Three Central New York dairy farmers and their three apprentices are participating in the Dairy Grazing Apprenticeship, created in 2010 and established as a national program in 2015, that connects prospective farmers with “master graziers” who will teach them about operating a managed grazing farm.
A. Fay Benson, who works for the extension’s Southern-Central New York Regional Dairy and Field Crops Team, said he wants to expand the program.
Mr. Benson, a local education coordinator for the program, said he came to Jefferson County on Tuesday to encourage more dairy farmers who use managed grazing, or feed their livestock by rotating them through different pastures on their property, to sign up as master grazers and teach prospective farmers at a time when many small dairy farmers are leaving the industry.
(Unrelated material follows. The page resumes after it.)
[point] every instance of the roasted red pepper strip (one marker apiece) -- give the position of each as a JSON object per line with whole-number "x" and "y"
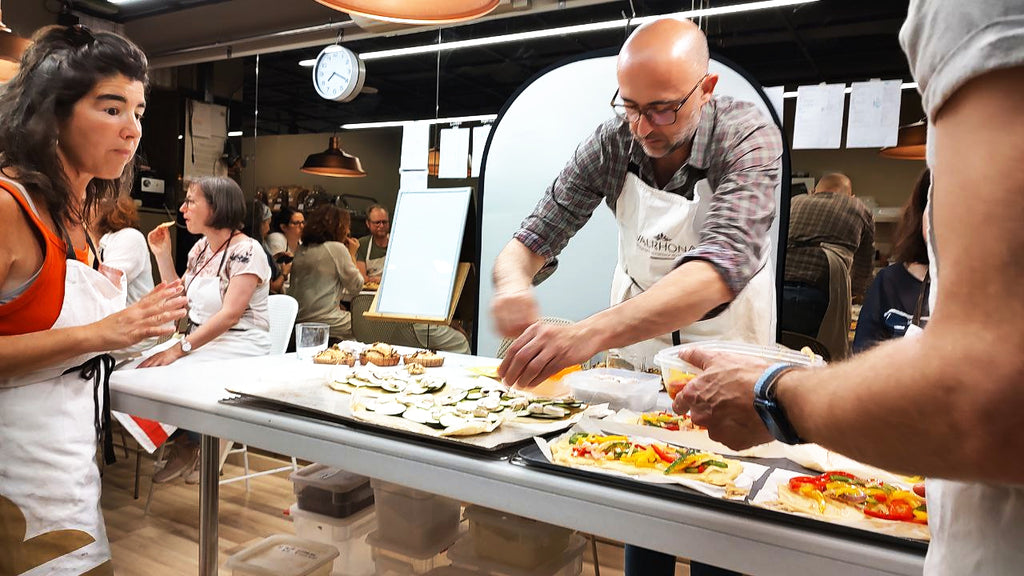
{"x": 663, "y": 454}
Ten farmers throughout the state have already signed up as master grazers.
“We felt that (managed grazing) is a good method for young people to own their own farm,” he said. “We just see this as an opportunity.”
While conventional dairy operations require farmers to spend more for labor, feed and equipment, Mr. Benson said he felt managed grazing served as a gateway into farming for younger generations because livestock harvest their own food and spread their own manure.
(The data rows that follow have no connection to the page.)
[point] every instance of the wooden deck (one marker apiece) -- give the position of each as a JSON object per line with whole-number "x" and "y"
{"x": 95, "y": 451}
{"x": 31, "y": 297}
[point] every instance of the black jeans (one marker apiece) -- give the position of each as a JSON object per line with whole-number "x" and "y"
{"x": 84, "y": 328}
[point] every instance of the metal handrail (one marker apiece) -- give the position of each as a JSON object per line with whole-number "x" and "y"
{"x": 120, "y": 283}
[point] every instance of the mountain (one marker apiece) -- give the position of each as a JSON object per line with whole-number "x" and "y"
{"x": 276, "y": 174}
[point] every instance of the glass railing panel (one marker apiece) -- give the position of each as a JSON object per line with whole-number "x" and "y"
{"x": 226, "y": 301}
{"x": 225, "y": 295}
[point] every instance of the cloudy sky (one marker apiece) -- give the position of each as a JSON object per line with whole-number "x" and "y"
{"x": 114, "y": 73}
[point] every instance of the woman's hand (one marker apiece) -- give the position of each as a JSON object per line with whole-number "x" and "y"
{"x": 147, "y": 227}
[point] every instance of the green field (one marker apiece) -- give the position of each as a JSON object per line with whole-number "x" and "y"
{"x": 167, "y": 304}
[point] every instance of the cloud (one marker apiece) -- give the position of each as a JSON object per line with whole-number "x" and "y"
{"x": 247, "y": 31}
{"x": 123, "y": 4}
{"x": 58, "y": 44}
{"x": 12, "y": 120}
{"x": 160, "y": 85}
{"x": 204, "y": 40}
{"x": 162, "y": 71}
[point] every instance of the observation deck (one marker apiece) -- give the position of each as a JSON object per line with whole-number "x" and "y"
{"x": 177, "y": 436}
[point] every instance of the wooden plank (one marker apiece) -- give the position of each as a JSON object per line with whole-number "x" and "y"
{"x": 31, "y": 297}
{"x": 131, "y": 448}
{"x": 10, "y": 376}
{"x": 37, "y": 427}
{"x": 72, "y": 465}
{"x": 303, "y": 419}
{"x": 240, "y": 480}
Mr. Benson said he introduced managed grazing to his own farm in the 1980s.
“I just had to move the cows,” he said. “I also had healthier cows. Better feet for walking.”
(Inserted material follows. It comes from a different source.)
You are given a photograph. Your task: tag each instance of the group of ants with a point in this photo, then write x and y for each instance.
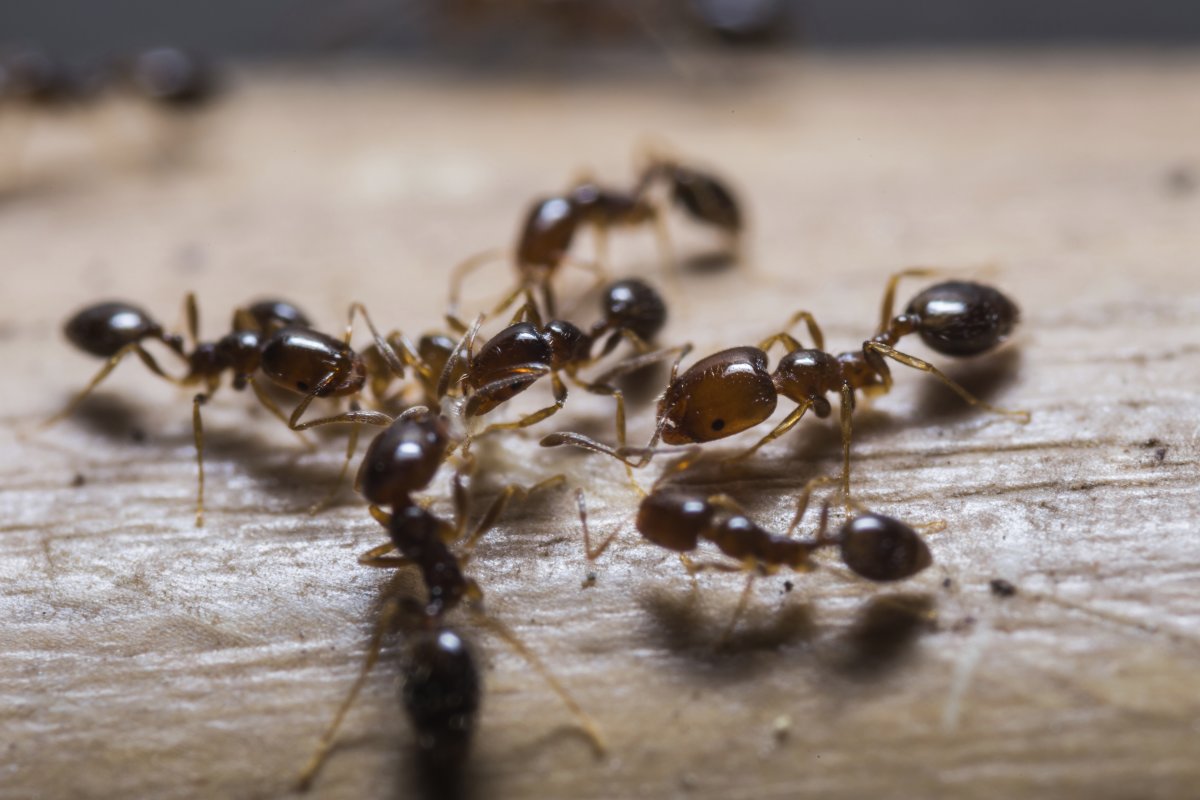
(274, 349)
Apprentices participate in the program for two years, spending 3,712 hours working for and learning from their master grazers and 288 hours taking classes and participating in peer discussion, pasture walks, networking and development training, according to the program’s website.
Mr. Benson said once apprentices complete the program, they become journeymen grazers and earn certificates that allow them to work for farmers who use managed grazing, apply for Farm Service Agency loans to start their own farms or work for and possibly take over their master grazer’s farm once they retire.
Compensation varies but Apprentices in New York are paid a minimum of $9.70 per hour with 6.25% raise every six months when working for their master grazier. Some farmers also supplement wages with in-kind compensation (housing, cattle, food, etc).
“(Masters) appreciate having someone on their farm,” Mr. Benson said.
Douglas M. Morse, owner of Maple Valley Farm in Mannsville, said he would consider becoming a master grazer.
Mr. Morse said he hopes the program encourages more people to use managed grazing, adding that thousands of acres in Jefferson County are suitable for it. Mr. Morse rotates his approximately 60 cows through pastures on his 495-acre farm, sending them to a different paddock every 12 hours and sectioning them off using portable fencing.
“It’s important to get young people into farming,” he said.
Ronald A. Kuck, dairy and livestock educator for Cornell Cooperative Extension of Jefferson County, said he was willing to assist to help bring the program to Jefferson County.
Mr. Kuck said he knows about 70 to 100 managed grazing dairy farm owners in Jefferson, Lewis, Oswego, Oneida and southern St. Lawrence counties through his dairy grazing discussion group.
“Whatever Fay wants me to do,” he said.